De afgelopen maanden houd ik me, samen met mijn collega’s, bezig met onderzoek en handelingsperspectief om pesten op de werkvloer te verminderen. Een thema wat al sinds jaar en dag op de agenda van zorgorganisaties staat, maar waarvan we in de praktijk zien dat het alleen maar toeneemt. In een tijd waarin we ons bezighouden met het oplossen van arbeidsmarkttekorten glippen de medewerkers die gepest worden onder onze handen weg als we niet uitkijken.
Iedereen is het erover eens dat het niet mag, maar toch gebeurt het. Pesten op de werkvloer. Maar wat is pesten eigenlijk? In de Arbowet staat dat pesten alle vormen zijn van intimiderend gedrag met een structureel karakter, van een of meerdere medewerkers gericht tegen een medewerker of een groep van medewerkers, die zich niet kan of kunnen verdedigen tegen dit gedrag. Denk bijvoorbeeld aan iemand niet meevragen voor de lunch, ogen rollen als diegene praat, spullen verstoppen of je collega negeren in de groepsapp. Een eenmalige grap kan dus doorgaan voor plagen, maar iemand herhaaldelijk voor gek zetten valt onder pesten.
Pesten begint meestal met iets kleins, een andere aanpak van zaken. Neem bijvoorbeeld een nieuwe collega voor wie het belangrijk is om volgens protocol te werken, want dat geeft houvast. De andere collega vindt dit niet nodig, want eigenlijk is zij bang voor meer administratie. Deze collega zegt tegen haar collega’s dat ze de nieuwe collega onzeker vindt. De nieuwe collega staat nu in het hele team bekend als diegene die onzeker is. De gepeste collega voelt zich niet thuis en zal zich afzonderen en haar werk nog meer op haar eigen manier doen, waardoor het pestgedrag vaak toeneemt.
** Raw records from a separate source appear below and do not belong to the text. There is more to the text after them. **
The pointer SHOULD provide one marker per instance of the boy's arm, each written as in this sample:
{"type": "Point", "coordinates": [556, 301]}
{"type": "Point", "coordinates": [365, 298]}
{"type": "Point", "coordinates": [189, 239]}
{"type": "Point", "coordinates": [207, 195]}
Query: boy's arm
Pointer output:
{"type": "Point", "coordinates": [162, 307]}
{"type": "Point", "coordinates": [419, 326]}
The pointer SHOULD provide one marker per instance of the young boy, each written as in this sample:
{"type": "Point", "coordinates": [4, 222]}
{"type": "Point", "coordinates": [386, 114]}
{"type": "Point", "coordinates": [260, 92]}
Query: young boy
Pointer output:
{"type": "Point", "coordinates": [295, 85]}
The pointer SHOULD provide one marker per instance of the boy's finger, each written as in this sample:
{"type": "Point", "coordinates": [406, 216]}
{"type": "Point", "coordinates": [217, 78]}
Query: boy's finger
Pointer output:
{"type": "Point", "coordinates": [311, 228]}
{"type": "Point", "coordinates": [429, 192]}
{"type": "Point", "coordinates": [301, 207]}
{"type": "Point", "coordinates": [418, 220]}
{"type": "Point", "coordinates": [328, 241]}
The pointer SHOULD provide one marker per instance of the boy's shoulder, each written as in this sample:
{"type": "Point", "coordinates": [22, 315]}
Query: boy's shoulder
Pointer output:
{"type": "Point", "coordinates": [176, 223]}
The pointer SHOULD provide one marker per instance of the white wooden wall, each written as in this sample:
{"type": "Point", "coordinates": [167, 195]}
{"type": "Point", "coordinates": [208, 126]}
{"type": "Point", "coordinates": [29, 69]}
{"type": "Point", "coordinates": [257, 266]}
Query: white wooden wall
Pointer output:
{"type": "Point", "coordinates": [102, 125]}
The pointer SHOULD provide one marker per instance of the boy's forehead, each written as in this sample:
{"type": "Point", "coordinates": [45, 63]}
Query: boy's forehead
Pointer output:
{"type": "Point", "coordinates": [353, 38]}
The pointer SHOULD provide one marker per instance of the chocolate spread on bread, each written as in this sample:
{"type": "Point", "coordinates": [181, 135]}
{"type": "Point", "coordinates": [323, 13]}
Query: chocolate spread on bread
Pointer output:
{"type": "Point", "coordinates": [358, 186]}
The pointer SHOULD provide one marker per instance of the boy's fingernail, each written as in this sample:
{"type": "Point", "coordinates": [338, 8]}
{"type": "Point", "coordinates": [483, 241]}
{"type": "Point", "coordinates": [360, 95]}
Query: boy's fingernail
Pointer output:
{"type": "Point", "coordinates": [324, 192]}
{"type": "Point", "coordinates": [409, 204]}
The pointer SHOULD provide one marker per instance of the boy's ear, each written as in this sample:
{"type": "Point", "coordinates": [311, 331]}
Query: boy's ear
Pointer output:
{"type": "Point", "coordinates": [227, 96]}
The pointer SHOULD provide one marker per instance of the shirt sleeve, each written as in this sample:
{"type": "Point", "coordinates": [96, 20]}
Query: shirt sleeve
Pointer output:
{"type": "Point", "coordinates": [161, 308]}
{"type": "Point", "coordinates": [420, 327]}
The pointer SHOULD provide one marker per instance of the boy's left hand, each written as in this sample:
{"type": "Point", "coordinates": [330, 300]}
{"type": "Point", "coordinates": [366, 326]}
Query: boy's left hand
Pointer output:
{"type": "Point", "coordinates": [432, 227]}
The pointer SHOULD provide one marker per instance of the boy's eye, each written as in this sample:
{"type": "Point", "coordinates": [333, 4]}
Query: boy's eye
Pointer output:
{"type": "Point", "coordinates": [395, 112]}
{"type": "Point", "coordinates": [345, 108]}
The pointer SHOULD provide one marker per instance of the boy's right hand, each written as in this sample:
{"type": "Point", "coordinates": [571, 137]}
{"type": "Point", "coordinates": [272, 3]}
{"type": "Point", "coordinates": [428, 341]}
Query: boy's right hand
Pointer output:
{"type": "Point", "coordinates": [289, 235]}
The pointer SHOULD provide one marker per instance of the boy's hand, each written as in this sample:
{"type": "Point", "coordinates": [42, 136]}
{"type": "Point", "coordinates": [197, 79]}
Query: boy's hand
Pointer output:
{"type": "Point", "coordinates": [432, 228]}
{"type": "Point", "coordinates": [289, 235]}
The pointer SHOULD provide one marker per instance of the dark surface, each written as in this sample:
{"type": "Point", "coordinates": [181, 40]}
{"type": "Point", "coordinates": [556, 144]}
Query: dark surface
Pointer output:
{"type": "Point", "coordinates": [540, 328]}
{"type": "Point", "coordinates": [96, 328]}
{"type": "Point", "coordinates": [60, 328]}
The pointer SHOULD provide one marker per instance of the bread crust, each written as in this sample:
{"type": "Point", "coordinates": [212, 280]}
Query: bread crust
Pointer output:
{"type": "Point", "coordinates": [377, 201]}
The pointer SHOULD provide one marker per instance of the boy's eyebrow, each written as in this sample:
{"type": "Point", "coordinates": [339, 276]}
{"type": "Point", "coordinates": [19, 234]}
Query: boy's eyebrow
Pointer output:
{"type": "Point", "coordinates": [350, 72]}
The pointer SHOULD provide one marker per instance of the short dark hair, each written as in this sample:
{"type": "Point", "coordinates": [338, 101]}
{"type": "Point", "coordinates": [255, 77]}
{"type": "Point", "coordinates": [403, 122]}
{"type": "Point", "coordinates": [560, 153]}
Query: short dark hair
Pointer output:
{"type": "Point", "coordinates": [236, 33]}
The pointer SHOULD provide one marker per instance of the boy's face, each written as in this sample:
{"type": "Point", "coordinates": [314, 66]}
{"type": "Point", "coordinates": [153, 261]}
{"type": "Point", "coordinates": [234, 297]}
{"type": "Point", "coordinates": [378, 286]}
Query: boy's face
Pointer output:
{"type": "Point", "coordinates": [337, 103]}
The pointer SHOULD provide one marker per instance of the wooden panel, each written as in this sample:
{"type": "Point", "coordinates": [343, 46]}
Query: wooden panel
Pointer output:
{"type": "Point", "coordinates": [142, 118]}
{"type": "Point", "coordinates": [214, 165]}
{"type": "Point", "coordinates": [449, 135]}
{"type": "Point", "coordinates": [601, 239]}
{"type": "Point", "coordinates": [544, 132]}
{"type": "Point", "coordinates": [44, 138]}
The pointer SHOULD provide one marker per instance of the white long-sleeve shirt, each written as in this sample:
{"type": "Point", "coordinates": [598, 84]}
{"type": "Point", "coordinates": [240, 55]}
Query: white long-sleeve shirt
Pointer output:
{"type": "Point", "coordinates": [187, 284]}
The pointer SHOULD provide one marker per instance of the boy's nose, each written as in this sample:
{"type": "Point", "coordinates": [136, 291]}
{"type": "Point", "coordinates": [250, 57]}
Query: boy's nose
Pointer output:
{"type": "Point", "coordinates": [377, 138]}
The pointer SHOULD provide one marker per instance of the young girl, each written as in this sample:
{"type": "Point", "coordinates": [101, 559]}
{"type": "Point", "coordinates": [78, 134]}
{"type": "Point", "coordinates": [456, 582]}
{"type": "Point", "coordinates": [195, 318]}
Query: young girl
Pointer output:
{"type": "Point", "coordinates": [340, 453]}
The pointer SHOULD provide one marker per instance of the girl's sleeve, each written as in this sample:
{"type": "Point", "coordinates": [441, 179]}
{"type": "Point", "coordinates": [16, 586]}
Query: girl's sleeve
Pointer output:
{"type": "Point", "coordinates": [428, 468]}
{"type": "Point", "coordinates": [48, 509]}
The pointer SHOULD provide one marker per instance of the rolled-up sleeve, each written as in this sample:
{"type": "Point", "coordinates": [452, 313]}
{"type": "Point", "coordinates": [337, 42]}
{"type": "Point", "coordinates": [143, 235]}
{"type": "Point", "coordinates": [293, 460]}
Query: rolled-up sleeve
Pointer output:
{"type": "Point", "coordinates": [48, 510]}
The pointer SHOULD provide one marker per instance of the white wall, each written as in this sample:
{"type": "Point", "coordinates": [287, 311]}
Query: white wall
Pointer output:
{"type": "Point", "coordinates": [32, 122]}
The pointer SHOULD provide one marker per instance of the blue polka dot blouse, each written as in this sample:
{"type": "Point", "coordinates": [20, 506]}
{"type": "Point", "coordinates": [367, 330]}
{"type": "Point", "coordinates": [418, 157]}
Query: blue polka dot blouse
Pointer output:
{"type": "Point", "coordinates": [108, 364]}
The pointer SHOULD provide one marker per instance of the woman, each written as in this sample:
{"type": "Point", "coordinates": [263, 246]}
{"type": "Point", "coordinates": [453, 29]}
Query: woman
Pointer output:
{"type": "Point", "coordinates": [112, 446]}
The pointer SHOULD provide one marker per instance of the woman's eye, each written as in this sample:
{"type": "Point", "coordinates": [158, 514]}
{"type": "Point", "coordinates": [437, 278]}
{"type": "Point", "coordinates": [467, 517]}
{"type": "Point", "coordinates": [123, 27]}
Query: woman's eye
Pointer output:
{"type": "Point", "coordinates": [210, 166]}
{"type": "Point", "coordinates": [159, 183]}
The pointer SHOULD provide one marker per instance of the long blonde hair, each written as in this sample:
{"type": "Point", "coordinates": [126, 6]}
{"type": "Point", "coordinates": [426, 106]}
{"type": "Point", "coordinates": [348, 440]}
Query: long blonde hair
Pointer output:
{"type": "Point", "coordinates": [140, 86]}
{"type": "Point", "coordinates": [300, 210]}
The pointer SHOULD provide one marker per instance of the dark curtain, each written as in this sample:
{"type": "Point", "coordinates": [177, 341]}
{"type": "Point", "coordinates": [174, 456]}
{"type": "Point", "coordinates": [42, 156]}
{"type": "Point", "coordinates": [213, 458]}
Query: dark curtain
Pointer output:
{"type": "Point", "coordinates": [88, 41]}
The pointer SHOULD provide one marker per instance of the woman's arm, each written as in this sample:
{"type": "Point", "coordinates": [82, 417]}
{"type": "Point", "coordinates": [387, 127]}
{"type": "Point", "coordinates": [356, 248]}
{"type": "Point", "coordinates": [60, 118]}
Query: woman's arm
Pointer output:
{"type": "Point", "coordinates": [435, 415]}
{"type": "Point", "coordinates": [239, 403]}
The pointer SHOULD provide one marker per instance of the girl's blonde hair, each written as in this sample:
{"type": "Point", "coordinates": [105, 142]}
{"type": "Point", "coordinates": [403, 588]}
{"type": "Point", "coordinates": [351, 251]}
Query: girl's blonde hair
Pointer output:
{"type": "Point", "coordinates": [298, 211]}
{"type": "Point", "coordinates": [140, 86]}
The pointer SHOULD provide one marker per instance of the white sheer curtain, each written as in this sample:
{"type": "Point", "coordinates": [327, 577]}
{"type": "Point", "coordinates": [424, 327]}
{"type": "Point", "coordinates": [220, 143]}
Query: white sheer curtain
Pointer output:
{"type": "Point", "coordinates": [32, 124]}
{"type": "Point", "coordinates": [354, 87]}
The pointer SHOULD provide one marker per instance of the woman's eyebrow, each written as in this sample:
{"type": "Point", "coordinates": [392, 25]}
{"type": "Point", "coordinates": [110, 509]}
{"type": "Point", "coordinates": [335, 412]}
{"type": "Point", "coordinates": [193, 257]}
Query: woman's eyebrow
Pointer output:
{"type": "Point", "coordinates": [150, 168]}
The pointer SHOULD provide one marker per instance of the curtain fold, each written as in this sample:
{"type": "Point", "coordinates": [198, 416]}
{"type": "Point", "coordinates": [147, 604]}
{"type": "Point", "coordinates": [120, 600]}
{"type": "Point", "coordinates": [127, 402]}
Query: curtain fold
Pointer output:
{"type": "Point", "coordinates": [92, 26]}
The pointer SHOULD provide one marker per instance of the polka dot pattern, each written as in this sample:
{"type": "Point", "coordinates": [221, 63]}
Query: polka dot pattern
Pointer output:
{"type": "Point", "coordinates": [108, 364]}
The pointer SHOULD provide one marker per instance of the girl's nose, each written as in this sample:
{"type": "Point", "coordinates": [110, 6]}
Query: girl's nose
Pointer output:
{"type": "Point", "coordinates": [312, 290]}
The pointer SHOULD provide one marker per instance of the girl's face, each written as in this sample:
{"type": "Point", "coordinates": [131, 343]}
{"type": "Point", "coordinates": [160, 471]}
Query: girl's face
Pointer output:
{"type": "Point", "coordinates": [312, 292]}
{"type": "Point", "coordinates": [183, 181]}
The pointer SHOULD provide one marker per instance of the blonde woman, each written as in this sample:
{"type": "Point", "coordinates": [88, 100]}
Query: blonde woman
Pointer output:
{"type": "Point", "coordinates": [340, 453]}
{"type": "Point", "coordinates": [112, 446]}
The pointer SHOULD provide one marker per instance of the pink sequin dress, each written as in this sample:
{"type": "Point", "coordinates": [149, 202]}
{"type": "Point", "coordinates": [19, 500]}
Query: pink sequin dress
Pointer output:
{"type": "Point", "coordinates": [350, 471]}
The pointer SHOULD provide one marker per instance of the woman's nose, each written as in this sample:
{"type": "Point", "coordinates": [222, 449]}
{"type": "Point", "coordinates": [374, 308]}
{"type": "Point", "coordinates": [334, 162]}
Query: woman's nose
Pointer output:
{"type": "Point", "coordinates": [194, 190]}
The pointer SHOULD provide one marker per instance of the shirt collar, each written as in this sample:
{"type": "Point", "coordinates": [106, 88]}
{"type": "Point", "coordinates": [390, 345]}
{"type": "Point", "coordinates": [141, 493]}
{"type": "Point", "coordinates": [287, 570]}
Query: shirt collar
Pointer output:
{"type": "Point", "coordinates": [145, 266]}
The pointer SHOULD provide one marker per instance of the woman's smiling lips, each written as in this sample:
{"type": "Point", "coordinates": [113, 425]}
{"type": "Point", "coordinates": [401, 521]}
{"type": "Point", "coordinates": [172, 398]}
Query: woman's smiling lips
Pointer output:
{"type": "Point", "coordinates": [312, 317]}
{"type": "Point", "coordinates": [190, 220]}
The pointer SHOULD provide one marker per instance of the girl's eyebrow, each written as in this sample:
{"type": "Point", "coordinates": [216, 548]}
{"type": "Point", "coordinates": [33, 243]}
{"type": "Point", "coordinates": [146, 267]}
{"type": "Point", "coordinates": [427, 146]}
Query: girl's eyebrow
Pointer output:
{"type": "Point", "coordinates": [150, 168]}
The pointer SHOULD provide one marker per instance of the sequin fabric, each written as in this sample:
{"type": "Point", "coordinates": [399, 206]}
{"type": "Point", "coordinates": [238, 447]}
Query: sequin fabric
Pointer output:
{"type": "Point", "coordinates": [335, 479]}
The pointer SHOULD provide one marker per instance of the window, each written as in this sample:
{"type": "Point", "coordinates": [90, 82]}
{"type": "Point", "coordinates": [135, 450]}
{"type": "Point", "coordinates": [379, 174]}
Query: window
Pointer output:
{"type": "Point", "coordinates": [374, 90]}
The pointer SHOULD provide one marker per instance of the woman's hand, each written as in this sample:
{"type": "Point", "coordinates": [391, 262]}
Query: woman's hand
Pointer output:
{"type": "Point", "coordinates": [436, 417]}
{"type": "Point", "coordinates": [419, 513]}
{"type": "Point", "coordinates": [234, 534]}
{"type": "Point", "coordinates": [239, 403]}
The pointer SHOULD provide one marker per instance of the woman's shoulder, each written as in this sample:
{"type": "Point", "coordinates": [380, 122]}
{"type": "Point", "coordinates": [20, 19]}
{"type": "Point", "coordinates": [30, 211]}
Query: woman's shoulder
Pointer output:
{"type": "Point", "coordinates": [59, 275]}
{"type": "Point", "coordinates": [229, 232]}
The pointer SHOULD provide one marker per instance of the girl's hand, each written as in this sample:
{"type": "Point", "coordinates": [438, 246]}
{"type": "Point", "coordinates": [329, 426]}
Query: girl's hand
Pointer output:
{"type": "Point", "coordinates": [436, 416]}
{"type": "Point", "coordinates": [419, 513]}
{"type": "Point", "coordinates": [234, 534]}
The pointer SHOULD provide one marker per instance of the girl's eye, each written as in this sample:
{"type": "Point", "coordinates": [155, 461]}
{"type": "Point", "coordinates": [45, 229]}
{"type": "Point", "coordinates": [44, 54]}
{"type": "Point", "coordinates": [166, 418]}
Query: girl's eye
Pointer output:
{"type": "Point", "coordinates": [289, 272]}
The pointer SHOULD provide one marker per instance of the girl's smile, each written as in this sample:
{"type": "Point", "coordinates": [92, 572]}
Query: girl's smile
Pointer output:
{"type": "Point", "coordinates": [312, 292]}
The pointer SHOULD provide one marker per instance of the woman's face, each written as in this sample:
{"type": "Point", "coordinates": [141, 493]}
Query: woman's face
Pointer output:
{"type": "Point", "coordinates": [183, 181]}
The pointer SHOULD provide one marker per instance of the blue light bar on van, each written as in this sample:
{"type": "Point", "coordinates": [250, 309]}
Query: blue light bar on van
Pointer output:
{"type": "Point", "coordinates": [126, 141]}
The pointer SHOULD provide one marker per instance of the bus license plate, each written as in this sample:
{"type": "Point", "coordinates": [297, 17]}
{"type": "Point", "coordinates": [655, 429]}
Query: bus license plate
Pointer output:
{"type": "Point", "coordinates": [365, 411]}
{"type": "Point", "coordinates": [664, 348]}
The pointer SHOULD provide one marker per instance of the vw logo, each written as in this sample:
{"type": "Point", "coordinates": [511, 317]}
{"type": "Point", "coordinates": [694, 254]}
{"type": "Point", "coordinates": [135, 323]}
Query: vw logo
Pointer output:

De gevolgen van pesten zijn groot voor de gezondheid en inzetbaarheid. Bijna de helft van de medewerkers die gepest wordt, is hierdoor van slag en mentaal minder fit. Een deel hiervan valt uit en een ander deel functioneert minder goed op het werk. Medewerkers die gepest worden, vinden het lastig om dit te melden bij collega’s en/of leidinggevenden. Veel lastiger dan pesterijen door patiënten/cliënten of verwanten. Ook collega’s van medewerkers die gepest worden vinden het moeilijk om dit te melden, bang om er onderdeel van te worden. Medewerkers die zelf pesten zijn zich hier vaak niet van bewust. Ze denken dat ze een beetje plaggen en hebben niet in de gaten wat de mentale impact is voor hun collega. En wat voor negatieve invloed dit heeft op de werksfeer. Het resultaat hiervan is dat pestgedrag dus lang door kan gaan en voor een steeds onveiligere werksituatie zorgt.
Om pestgedrag aan te pakken speelt de leidinggevende een cruciale rol. Een ‘slechte’ leidinggevende zorgt ervoor dat pestgedrag niet aangepakt wordt. Een ‘goede’ leidinggevende is de eerste persoon naar wie je toegaat als je gepest wordt en dit aangepakt moet worden. Daarnaast geven medewerkers aan dat (speciaal getrainde) collega’s belangrijk zijn om pesten te voorkomen. Als het niet lukt om het op de werkvloer aan te pakken dan zijn professionele zorgverleners en de vertrouwenspersoon belangrijke sleutelfiguren.
Pesten begint dus vaak onbewust en klein. We moeten van onbewust bekwaam naar bewust bekwaam. Oftewel ons bewust zijn van ons gedrag en wat dit met een ander doet. Heb oog voor elkaar en kijk hoe iemand reageert op bijvoorbeeld een grap. We moeten alles durven te bespreken, maar dit is in de praktijk vaak lastig. Op 19 april is er de Dag tegen het pesten. Vraag jezelf dan eens af: Pest ik ook wel eens en wat ga ik hieraan doen?